Hinter Gittern gehört: Café LG – Eine Radioplattform für Gefangene

(FOTO: zVg)
Monika Mokre und Robert Bogic vor der Justizanstalt Josefstadt. (FOTO: zVg)

KOSMO hat mit Monika Mokre und Robert Bogic vom Café LG auf Radio Orange über die Entstehung des Sendungskonzepts gesprochen, das Gefangenen, insbesondere nicht deutschsprachigen, eine wichtige Kommunikationsplattform bietet. Erfahre mehr über die Resonanz der Zuhörerinnen und Zuhörer und die Zukunftsvision für die Förderung der Rechte von Gefangenen und ihrer Angehörigen in Österreich.

INTERVIEW

KOSMO: Wie entstand die Idee für Café LG?

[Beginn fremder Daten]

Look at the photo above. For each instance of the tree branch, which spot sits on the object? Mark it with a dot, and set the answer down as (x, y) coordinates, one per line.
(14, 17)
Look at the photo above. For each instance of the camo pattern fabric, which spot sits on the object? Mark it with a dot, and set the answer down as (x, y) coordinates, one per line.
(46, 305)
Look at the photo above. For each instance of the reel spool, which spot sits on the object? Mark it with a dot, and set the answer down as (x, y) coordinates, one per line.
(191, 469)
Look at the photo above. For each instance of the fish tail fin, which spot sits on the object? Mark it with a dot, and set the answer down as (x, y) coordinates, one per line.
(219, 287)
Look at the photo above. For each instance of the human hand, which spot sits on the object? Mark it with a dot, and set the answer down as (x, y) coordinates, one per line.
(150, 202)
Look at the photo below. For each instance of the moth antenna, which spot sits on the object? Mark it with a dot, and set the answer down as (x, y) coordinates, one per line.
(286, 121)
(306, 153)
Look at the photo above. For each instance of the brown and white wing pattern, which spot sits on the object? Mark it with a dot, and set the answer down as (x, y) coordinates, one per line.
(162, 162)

Monika Mokre und Robert Bogic: Wir haben das Sendungskonzept entwickelt, um Gefangene, und insbesondere diejenigen von ihnen, die nicht deutschsprachig sind, zu unterstützen, da wir hier viele Probleme sehen. Es ist schwierig für die Angehörigen, den Kontakt mit den Gefangenen aufrechtzuerhalten, insbesondere wenn sie nicht gut deutsch sprechen und/oder nicht in Österreich leben. Auch gibt es kaum Möglichkeiten für nicht deutschsprachige Gefangene, Informationen zu erhalten, ihre Rechte durchzusetzen und insgesamt mit der Gefängnisverwaltung zu kommunizieren. Daher füllt Café LG hier eine wichtige Lücke, bisher in erster Linie für die BKS Community.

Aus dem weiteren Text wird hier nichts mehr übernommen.